**Hubert Shutrick** **January 18, 2012**

Griffith's theorem is proved algebraically using complex numbers elsewhere on ctk and illustrated by an applet. For completeness, the following is a simple geometrical proof that is an adaptation of a proof available on the web. The steps in the proof are illustrated by separate diagrams to make it more visual and less verbal.

**Griffith's Theorem**. Consider the points A',B',C' whose vertices are the midpoints of the sides of the triangle ABC and let round brackets denote the circle through the points they enclose so that (A',B',C') is the nine-point circle of ABC, Corresponding to each line through the centre O of (A,B,C), there is a point G on (A',B',C') such that the pedal circle with respect to ABC of any point P on the line passes through G.

**Proof**. The point where the line through B' orthogonal to AC intersects the circle (A,B',C') is, in fact, O because the right angle gives that AO is the diameter of the circle and \angle AC'O is then also 90°. Consider any line OF through O determined by the other intersection point F between it and (A,B',C') and let G be the image of F under the involution that reflects points in the line B'C'. It will turn out to be the required point of the theorem.

The involution takes A to the foot point A_{h} of the altitude from A to BC so the image of (A,B',C') is (A_{h},B',C'), which is the nine point circle (A',B',C') and G is on it.

For any point P on the line OF, and let A_{p},B_{p},C_{p} be its pedal points and let L be the image of A_{p} under the involution. The quadrilateral AC_{p}FL is cyclic because all the points lie on the circle with diameter AP due to the right angles. Hence,

- \angle C_{p}FL = \angle AC'B'

both being equal to the external angle of the quadrilateral at A.

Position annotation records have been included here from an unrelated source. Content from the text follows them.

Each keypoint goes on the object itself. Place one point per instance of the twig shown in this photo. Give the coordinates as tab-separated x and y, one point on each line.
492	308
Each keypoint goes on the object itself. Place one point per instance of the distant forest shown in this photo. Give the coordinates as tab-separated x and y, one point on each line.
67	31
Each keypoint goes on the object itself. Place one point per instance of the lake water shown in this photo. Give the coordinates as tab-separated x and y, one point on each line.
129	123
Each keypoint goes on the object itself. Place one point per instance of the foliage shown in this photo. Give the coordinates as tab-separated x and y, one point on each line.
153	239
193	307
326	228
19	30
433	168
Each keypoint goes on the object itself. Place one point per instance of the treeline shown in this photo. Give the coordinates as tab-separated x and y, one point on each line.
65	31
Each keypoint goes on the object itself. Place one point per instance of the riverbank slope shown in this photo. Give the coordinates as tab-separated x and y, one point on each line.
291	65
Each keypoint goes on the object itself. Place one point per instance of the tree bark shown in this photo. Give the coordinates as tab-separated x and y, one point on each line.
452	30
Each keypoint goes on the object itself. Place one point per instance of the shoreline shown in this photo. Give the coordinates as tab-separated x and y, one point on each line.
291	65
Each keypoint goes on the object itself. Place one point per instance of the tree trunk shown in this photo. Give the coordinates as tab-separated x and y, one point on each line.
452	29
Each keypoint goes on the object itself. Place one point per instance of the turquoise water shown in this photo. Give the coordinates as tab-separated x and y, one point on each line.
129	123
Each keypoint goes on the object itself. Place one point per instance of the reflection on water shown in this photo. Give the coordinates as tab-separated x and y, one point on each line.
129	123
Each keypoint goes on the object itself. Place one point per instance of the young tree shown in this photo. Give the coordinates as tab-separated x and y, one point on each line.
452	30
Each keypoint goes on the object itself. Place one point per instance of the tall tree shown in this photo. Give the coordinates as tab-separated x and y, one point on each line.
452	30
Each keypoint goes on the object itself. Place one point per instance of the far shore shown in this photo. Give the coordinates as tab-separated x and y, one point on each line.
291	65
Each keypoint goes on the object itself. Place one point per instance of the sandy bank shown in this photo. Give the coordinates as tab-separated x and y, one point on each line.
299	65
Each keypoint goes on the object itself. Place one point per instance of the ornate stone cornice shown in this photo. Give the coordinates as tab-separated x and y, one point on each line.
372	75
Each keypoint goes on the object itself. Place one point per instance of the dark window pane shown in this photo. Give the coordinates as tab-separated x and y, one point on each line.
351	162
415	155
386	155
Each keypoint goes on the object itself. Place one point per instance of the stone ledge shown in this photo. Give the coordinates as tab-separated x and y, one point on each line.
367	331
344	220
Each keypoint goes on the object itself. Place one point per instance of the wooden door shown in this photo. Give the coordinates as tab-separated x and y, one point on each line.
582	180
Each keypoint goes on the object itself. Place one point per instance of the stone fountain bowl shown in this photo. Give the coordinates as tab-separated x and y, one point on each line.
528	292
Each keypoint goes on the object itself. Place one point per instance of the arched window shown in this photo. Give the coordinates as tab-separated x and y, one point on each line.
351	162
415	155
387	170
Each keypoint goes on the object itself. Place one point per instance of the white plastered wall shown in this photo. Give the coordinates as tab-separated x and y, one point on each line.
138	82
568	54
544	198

Let X be the intersection of B_{p}C_{p} and B'C' . The quadrilateral C_{p}C'FX is cyclic, since the angles XC_{p}F and XC'F are both equal to \angle FAC, and it follows that

- \angle C_{p}FX = \angle AC'B'

and so the point X lies on FL as the diagram suggests.

Finally, LX\cdot FX = C_{p}X\cdot B_{p}X since the quadrilateral is cyclic, but LX\cdot FX = A_{p}X\cdot GX from the involution so A_{p}X\cdot GX = C_{p}X\cdot B_{p}X and G lies on (A_{p},B_{p},C_{p}) as required.

**Fontene's theorem** states that (A_{p},B_{p},C_{p}) passes through the point G where A_{p}X intersects (A',B',C'), the same applying to B_{p}Y and C_{p}Z defined similarly.